Engineering Professional Responsibility Assessment Tool (EPRA)
The Engineering Professional Responsibility Assessment measures students’ social responsibility attitudes and operationalizes the professional social responsibility development model, which describes the development of personal and professional social responsibility in engineers. The EPRA is intended to be used by educators to assess curricular interventions aimed at changing students' views of social responsibility.
Home Page: https://www.colorado.edu/faculty/bielefeldt/research/social-responsibility-research
- Describes the project which helped develop this measure, and lists resulting publications.
Description: The EPRA is a validated measure whose development was funded by a National Science Foundation that examines social responsibility attitudes in engineering students. As professional engineering associations and engineering schools change their curriculum to help future engineers gain the skills and outlook necessary for meeting the complex socially contextualized problems they are likely to face in their careers after graduation, the EPRA can help measure the effectiveness of these approaches.
What it Measures: The EPRA measures social responsibility attitudes among engineering students, and data on the differences among engineering students in their social responsibility attitudes (based on gender, rank, discipline, religious attitudes, and institution). It can be used to measure changes to these views over time, and the effectiveness of educational interventions intended to affect these attitudes.

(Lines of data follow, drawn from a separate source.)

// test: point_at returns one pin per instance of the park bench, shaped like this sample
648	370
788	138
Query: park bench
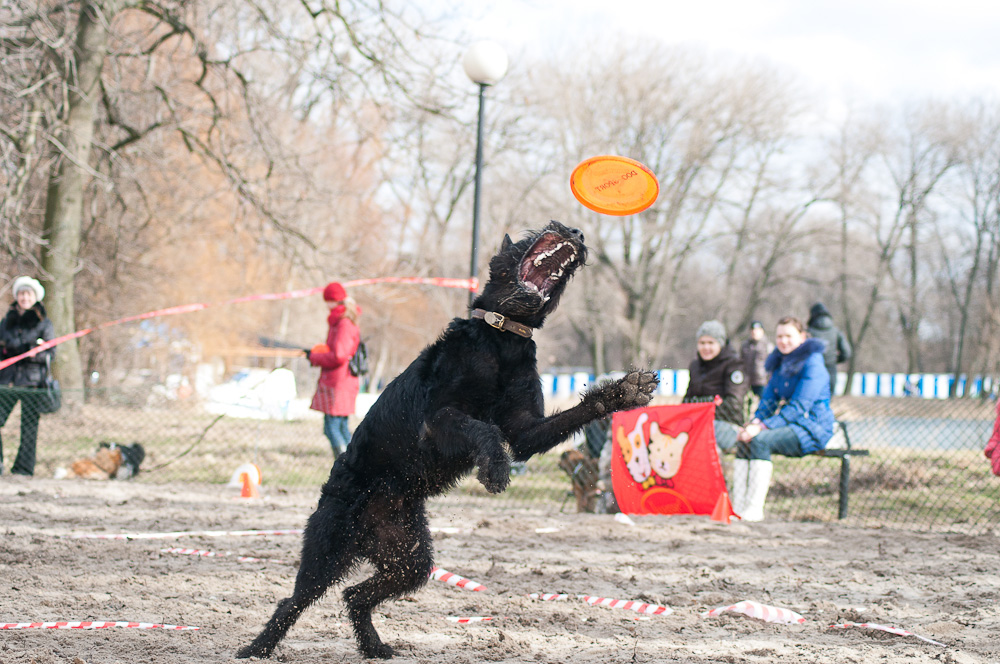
582	470
844	454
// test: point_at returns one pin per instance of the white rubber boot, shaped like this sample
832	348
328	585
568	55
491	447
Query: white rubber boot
741	474
758	483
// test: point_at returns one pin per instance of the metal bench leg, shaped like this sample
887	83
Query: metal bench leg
845	480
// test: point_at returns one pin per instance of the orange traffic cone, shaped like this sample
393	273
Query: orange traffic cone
249	489
723	509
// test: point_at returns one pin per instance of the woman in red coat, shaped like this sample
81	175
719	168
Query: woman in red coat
993	445
337	388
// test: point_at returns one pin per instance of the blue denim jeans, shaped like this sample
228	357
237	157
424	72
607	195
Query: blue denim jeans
335	428
725	435
782	440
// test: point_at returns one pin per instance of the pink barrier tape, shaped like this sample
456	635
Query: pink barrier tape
188	533
214	554
88	624
891	630
760	611
465	620
628	605
439	574
444	282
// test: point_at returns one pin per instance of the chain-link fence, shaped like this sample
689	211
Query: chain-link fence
924	469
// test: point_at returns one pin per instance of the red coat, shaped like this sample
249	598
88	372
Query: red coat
993	446
337	388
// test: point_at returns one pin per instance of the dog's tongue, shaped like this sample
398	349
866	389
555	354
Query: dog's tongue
544	264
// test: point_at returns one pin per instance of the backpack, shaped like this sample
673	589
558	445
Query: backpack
358	366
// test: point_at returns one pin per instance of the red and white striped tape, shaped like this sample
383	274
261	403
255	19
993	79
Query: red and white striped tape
628	605
186	533
760	611
891	630
439	574
471	284
89	624
465	620
215	554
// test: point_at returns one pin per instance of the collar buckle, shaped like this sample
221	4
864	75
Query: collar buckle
494	319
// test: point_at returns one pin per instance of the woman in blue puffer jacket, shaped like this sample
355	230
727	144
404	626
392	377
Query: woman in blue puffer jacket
793	419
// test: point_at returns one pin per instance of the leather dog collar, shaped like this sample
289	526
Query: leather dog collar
501	323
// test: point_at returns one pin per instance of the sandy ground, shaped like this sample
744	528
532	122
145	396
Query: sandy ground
945	587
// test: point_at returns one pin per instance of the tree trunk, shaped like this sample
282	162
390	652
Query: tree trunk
64	207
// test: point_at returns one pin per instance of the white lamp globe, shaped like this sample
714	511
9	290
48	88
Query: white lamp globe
485	62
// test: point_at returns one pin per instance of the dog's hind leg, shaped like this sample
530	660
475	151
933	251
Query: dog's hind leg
329	550
398	544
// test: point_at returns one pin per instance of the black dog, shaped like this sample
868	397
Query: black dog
471	399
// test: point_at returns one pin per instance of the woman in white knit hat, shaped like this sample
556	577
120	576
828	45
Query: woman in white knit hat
25	326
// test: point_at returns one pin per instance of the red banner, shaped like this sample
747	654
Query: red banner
664	460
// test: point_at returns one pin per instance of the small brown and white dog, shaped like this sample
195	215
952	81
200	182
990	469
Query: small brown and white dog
111	461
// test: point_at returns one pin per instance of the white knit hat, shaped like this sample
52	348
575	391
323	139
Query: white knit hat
27	282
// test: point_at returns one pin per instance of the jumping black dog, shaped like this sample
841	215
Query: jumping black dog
471	399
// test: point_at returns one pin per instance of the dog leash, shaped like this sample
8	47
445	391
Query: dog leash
502	323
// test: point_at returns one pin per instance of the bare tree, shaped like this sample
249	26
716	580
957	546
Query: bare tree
86	83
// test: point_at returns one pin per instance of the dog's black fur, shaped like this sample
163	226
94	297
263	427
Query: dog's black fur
471	399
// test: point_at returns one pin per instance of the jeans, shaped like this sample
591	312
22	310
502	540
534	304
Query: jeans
725	435
335	428
782	440
24	462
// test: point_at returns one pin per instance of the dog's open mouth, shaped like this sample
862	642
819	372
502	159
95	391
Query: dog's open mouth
549	260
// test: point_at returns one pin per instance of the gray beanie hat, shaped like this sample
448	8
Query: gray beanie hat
714	329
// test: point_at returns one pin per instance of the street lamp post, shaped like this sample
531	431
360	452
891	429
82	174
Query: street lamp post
485	63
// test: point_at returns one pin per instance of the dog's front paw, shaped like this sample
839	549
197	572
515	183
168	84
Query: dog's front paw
377	650
494	473
634	390
246	652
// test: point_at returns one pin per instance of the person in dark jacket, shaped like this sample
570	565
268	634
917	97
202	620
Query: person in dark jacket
753	353
24	327
838	349
338	387
718	372
793	419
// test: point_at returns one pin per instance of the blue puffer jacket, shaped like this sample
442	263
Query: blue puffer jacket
798	395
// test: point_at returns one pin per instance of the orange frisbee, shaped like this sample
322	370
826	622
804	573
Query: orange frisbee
614	185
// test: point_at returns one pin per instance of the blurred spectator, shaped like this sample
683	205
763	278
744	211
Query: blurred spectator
837	350
718	372
24	327
993	445
753	353
338	387
793	419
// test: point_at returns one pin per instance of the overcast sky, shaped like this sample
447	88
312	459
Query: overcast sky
849	50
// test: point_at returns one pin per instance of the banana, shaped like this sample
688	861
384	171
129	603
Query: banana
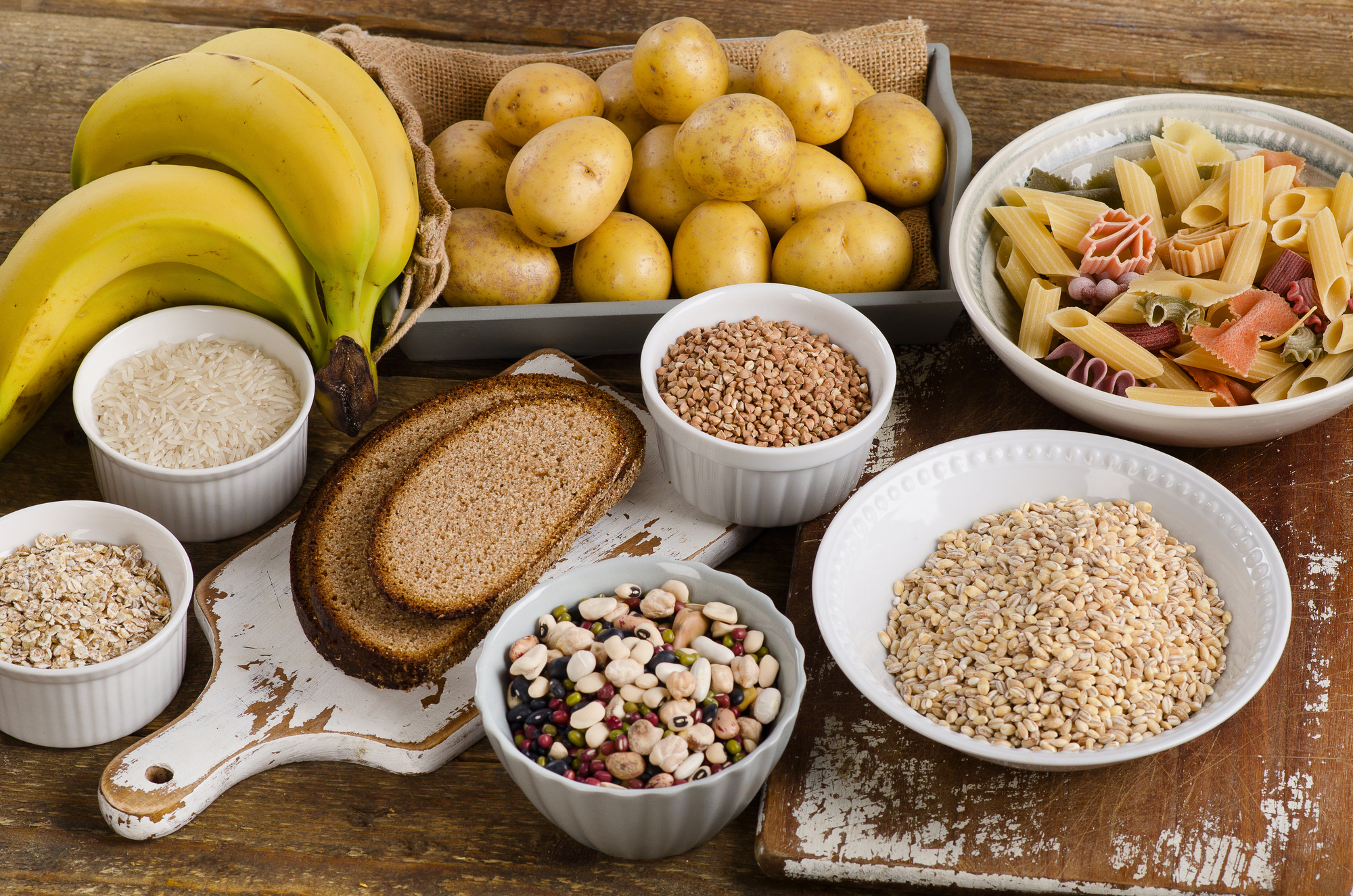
133	294
141	217
263	124
363	108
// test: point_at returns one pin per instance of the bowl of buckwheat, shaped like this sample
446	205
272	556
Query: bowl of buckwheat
768	398
94	611
641	703
1052	600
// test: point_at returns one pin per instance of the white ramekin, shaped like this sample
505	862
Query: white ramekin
641	824
105	701
219	502
768	486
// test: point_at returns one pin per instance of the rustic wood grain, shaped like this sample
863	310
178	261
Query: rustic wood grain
1256	805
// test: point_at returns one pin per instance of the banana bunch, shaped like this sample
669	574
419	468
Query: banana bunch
282	166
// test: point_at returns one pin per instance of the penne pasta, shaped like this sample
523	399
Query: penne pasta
1014	270
1140	195
1180	172
1300	201
1036	332
1266	364
1328	371
1247	193
1341	204
1212	205
1331	267
1275	182
1339	335
1291	233
1277	387
1179	397
1243	262
1103	341
1071	221
1174	377
1034	243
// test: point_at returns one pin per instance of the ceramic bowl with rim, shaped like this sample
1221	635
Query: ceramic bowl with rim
768	486
104	701
217	502
1083	143
641	824
894	523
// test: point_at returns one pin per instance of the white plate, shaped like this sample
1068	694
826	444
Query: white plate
1086	141
894	523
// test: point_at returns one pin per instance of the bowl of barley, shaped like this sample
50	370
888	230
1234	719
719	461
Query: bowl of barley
94	621
768	398
1052	600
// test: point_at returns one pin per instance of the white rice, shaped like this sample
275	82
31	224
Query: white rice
196	405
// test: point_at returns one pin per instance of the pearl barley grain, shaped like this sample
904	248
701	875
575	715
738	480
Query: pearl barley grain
764	383
1059	627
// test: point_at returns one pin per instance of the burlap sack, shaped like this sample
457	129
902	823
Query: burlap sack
434	87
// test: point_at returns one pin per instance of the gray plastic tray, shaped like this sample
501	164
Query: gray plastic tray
619	328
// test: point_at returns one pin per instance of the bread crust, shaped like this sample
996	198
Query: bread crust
317	592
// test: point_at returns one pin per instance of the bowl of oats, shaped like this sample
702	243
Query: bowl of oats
94	611
1052	600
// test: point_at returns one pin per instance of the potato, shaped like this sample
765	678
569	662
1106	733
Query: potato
818	181
738	148
568	179
470	166
741	80
679	66
532	98
810	83
658	193
850	247
623	260
495	263
898	149
623	106
720	243
860	86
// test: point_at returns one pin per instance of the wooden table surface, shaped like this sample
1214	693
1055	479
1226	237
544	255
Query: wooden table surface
466	828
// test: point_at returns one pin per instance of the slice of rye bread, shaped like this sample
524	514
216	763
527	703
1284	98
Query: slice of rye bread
495	504
336	601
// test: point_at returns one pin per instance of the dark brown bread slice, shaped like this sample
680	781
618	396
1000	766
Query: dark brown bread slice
339	608
497	500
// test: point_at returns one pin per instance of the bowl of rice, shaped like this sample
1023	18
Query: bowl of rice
198	417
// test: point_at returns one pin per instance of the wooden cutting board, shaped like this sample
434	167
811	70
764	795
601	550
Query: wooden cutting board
273	699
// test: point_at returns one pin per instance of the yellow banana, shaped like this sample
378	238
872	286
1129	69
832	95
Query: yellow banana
135	218
133	294
266	125
363	108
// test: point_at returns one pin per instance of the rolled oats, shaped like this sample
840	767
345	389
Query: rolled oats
1059	626
66	604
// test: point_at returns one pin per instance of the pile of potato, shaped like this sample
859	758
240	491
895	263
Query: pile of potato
729	175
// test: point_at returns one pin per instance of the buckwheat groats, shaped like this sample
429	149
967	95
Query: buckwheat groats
764	383
1059	626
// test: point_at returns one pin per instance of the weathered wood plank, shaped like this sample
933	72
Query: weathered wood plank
1163	44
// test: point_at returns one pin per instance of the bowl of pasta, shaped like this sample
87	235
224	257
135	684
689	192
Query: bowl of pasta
1172	268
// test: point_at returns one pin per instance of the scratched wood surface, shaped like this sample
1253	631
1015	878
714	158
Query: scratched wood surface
466	828
1258	805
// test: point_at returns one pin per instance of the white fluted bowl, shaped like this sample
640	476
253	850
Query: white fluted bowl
1086	141
641	823
105	701
894	523
217	502
768	486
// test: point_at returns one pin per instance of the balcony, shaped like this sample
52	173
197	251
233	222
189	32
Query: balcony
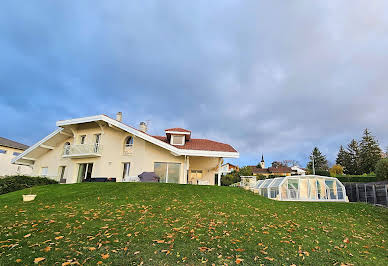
82	151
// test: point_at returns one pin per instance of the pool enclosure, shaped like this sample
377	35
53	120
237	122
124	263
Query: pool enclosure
298	188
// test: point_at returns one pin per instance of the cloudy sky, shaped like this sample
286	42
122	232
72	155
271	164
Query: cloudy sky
272	77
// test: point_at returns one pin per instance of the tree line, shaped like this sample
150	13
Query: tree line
360	157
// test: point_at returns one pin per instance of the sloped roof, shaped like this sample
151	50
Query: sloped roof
201	144
12	144
178	129
270	170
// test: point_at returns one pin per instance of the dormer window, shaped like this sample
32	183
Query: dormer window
177	140
178	136
129	142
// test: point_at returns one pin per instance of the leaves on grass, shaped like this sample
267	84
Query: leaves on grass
37	260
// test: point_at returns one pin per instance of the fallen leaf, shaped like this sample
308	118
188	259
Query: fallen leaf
37	260
238	260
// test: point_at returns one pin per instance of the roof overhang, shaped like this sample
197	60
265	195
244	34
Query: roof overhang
112	122
47	143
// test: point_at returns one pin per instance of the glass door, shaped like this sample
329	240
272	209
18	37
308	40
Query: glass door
85	172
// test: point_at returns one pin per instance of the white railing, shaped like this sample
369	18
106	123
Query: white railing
82	149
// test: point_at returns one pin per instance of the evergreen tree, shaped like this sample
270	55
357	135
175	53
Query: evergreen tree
354	161
320	162
343	159
370	152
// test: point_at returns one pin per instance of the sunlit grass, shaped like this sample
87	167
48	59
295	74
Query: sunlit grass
123	223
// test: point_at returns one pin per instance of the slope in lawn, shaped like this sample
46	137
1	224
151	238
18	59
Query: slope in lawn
120	223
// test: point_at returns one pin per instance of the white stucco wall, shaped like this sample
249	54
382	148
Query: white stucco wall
6	168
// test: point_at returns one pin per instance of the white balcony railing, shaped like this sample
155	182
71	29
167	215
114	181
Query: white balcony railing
82	150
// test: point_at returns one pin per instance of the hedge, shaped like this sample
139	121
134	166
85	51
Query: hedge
13	183
358	178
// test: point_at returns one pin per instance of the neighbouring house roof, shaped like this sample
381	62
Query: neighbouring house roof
270	170
12	144
201	144
230	165
196	147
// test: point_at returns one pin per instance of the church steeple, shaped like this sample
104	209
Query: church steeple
262	164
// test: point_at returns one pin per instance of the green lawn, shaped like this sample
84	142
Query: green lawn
134	223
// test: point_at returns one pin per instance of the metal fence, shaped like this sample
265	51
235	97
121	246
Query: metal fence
365	192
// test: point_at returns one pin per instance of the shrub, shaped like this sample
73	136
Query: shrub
382	169
336	170
358	178
13	183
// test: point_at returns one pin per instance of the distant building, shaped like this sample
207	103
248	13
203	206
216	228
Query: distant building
9	149
296	170
278	171
228	168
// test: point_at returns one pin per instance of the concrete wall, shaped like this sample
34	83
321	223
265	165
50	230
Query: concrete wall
142	156
6	168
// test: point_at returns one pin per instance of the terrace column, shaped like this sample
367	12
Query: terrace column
186	169
219	172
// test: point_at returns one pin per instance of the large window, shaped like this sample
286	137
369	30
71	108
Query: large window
82	139
44	171
126	169
168	172
195	176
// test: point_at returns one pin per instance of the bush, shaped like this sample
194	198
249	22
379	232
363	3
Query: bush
336	170
358	178
382	169
13	183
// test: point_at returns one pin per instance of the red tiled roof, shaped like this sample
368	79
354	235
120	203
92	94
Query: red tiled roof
178	129
201	144
270	170
192	144
12	144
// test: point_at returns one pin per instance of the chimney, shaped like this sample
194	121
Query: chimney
119	116
143	127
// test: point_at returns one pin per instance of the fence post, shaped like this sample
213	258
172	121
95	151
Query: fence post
386	194
357	194
374	194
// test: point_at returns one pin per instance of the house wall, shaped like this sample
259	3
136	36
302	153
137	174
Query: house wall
142	156
6	168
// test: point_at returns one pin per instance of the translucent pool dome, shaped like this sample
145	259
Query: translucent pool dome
298	188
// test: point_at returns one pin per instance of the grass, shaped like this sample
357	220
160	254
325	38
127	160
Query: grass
134	223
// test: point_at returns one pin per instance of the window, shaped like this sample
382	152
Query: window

Format: The EPRA consists of around fifty different items that respondents are asked to rank on a seven-point Likert scale from “strongly disagree” to strongly agree.” It can be delivered in paper or electronic format. The measure takes around 15-20 minutes to complete.
Disciplines it Assesses
Audience: Undergraduate and graduate students in all engineering disciplines.
Use Notes: The EPRA is usually delivered at regular intervals over a students’ undergraduate and graduate engineering education to measure changes in their personal and professional social responsibility attitudes. It can also be administered as a pre and post-test to measure the effectiveness of a course or other ethics intervention.
Access/For More Information: Please email the authors or visit Dr. Bieldfeldt’s home page for more information.
Bielefeldt, Angela R., and Nathan E. Canney. 2016. "Changes in the Social Responsibility Attitudes of Engineering Students Over Time." Science and Engineering Ethics 22 (5): 1535-1551. https://doi.org/10.1007/s11948-015-9706-5. doi:10.1007/s11948-015-9706-5.
- This research explored how engineering student views of their responsibility toward helping individuals and society through their profession, so-called social responsibility, change over time. A survey instrument was administered to students initially primarily in their first year, senior year, or graduate studies majoring in mechanical, civil, or environmental engineering at five institutions in September 2012, April 2013, and March 2014. The majority of the students (57 %) did not change significantly in their social responsibility attitudes, but 23 % decreased and 20 % increased. The students who increased, decreased, or remained the same in their social responsibility attitudes over time did not differ significantly in terms of gender, academic rank, or major. Some differences were found between institutions. Students who decreased in social responsibility initially possessed more positive social responsibility attitudes, were less likely to indicate that college courses impacted their views of social responsibility, and were more likely to have decreased in the frequency that they participated in volunteer activities, compared to students who did not change or increased their social responsibility. Although the large percentage of engineering students who decreased their social responsibility during college was disappointing, it is encouraging that courses and participation in volunteer activities may combat this trend.
Canney, Natan and Angela Bielefeldt. (2015). “A Framework for the Development of Social Responsibility in Engineers.” International Journal of Engineering Education 31: 414-424.
- This paper presents the Professional Social Responsibility Development Model, which is a framework to help understand the development of personal and professional social responsibility in engineers. Social responsibility is seen as a foundational disposition that informs how engineers relate to many professional skills valued in engineering including ethics and the impacts of engineering on society. This framework is rooted in the Ethic of Care philosophy and uses three realms to describe the development of social responsibility: the development of personal social awareness, the development of professional skills and how they relate to social considerations, and the connection between personal and professional views of obligation or responsibility. Qualitative data from interviews with engineering students are used to exemplify development in each realm. This conceptual framework is intended as a blueprint for developing studies and assessment instruments which examine the development or identification of social responsibility in engineers or other professionals. Results from one such tool are presented to exemplify one way in which this framework could be used.
Canney, Nathan E. and Bielefeldt, Angela R. (2016). "Validity and Reliability Evidence of the Engineering Professional Responsibility Assessment Tool." Journal of Engineering Education 105: 452-477. doi: 10.1002/jee.20124.
- This article describes the Engineering Professional Responsibility Assessment (EPRA) instrument and provides evidence of its usability, validity, and reliability. The EPRA measures students' social responsibility attitudes and operationalizes the professional social responsibility development model, which describes the development of personal and professional social responsibility in engineers. The EPRA is intended to be used by educators to assess curricular interventions aimed at changing students' views of social responsibility.